Given data \(X_1, \ldots, X_n\), we want to predict \(X_{n+1}\). Let \(\hat X(1)\) be 1-step predictor given \(X_1, \ldots, X_n\).
Let \(n=4\) for example. Then \(h-\)step linear predictor is \[ \hat X(h) = a_0 + a_1 X_4 + a_2 X_3 + a_3 X_2 + a_4 X_1 \] We wanto to find coefficients \(\{a_0,a_1, \ldots, a_n\}\) that minimize the prediction MSE, \[ E \Big[(\hat X(h) - X_{n+h})^2\Big] = E \Big[\big( a_0 + a_1 X_n + \cdots + a_n X_1 - X_{n+h}\big)^2\Big]. \] To do that, we’ll take \(\frac{\partial }{ \partial a_i}\), and set them equal to 0.

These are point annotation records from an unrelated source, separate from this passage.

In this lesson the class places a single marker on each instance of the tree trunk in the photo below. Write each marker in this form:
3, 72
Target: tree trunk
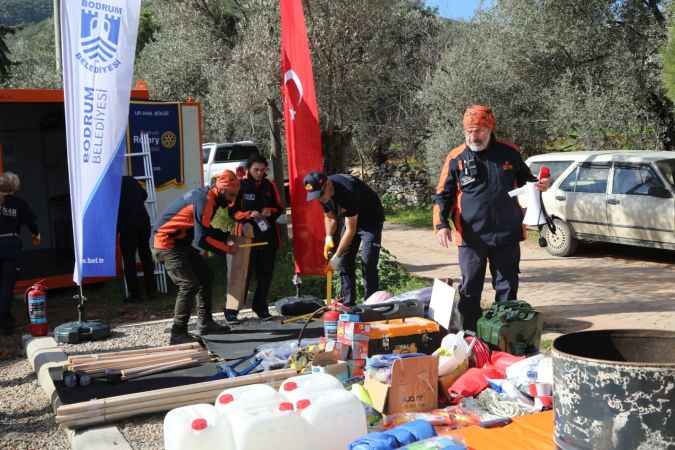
336, 146
277, 160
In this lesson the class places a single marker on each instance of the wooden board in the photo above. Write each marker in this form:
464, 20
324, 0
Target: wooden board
237, 271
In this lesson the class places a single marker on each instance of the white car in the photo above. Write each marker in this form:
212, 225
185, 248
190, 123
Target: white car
217, 158
626, 197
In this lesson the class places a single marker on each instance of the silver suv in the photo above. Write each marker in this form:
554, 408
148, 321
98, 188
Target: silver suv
626, 197
217, 158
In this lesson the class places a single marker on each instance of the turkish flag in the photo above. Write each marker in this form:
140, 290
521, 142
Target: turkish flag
303, 138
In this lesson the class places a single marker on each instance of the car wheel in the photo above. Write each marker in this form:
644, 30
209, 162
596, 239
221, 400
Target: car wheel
562, 242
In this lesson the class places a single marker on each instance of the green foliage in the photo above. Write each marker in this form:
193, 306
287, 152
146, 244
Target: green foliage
394, 278
20, 12
582, 70
414, 216
5, 62
147, 27
32, 49
668, 56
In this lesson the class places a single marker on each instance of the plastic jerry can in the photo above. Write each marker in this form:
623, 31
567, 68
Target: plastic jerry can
196, 427
252, 396
299, 387
270, 428
335, 416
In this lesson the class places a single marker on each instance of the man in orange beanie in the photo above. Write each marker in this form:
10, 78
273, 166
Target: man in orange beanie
182, 232
487, 224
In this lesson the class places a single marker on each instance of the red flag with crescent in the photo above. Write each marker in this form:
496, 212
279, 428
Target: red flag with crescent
303, 138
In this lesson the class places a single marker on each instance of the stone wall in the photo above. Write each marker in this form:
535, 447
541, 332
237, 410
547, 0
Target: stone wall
400, 184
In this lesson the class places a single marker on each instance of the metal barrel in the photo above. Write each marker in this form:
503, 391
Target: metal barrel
614, 389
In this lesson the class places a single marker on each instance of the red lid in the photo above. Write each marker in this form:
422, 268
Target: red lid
331, 315
302, 404
199, 424
286, 406
225, 399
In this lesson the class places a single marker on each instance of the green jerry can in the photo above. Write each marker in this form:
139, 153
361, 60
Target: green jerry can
513, 327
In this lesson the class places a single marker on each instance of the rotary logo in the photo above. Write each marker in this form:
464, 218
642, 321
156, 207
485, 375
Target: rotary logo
168, 139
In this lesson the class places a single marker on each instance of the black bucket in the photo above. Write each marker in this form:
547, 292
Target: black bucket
614, 389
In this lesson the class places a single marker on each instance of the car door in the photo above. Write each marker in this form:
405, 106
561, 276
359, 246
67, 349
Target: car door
639, 206
581, 199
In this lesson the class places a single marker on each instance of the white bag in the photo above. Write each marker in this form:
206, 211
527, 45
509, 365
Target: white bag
456, 344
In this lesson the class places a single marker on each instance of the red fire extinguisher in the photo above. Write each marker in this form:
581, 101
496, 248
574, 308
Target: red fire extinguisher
36, 302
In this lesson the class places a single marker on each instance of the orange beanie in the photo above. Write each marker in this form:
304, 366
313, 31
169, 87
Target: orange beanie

First, we take \(\frac{\partial }{ \partial a_0}\). Letting it go inside the expectation, \[ \begin{align} \frac{\partial } { \partial a_0} E \Big[(\hat X(h) - X_{n+h})^2 \Big] & = \hspace3mm \frac{\partial } { \partial a_0} E \Big[ ( a_0 + a_1 X_4 + a_2 X_3 + a_3 X_2 + a_4 X_1 \hspace2mm - \hspace2mm X_{4+h})^2 \Big] \\\\ & = \hspace3mm E \Big[2 ( a_0 + a_1 X_4 + a_2 X_3 + a_3 X_2 + a_4 X_1 \hspace2mm - \hspace2mm X_{4+h}) \Big] \\\\ & = \hspace3mm 2 a_0 + 2 a_1 E\big[ X_4 \big] + 2 a_2 E\big[ X_3 \big] + 2 a_3 E\big[ X_2 \big] + 2 a_4 E\big[ X_1 \big] \hspace2mm - \hspace2mm E\big[ X_{4+h}\big] \hspace3mm = \hspace3mm 0 \end{align} \]
That means, since \(E(X_t)=0\), \[ 2a_0 \hspace3mm = \hspace3mm 0 \hspace10mm \mbox{ or, } \hspace10mm a_0 = 0. \]
Second, Plugging in \(a_0=0\), now we take \(\frac{\partial } { \partial a_1}\). We have \[ \begin{align} \frac{\partial } { \partial a_1} E \Big[(\hat X(h) - X_{n+h})^2\Big] & = \hspace3mm \frac{\partial } { \partial a_1} E \Big[ ( a_1 X_4 + a_2 X_3 + a_3 X_2 + a_4 X_1 \hspace2mm - \hspace2mm X_{4+h})^2 \Big] \\\\ & = \hspace3mm E \Big[2 ( a_1 X_4 + a_2 X_3 + a_3 X_2 + a_4 X_1 \hspace2mm - \hspace2mm X_{4+h}) \,\, X_4 \Big] \hspace3mm = \hspace3mm 0 \end{align} \]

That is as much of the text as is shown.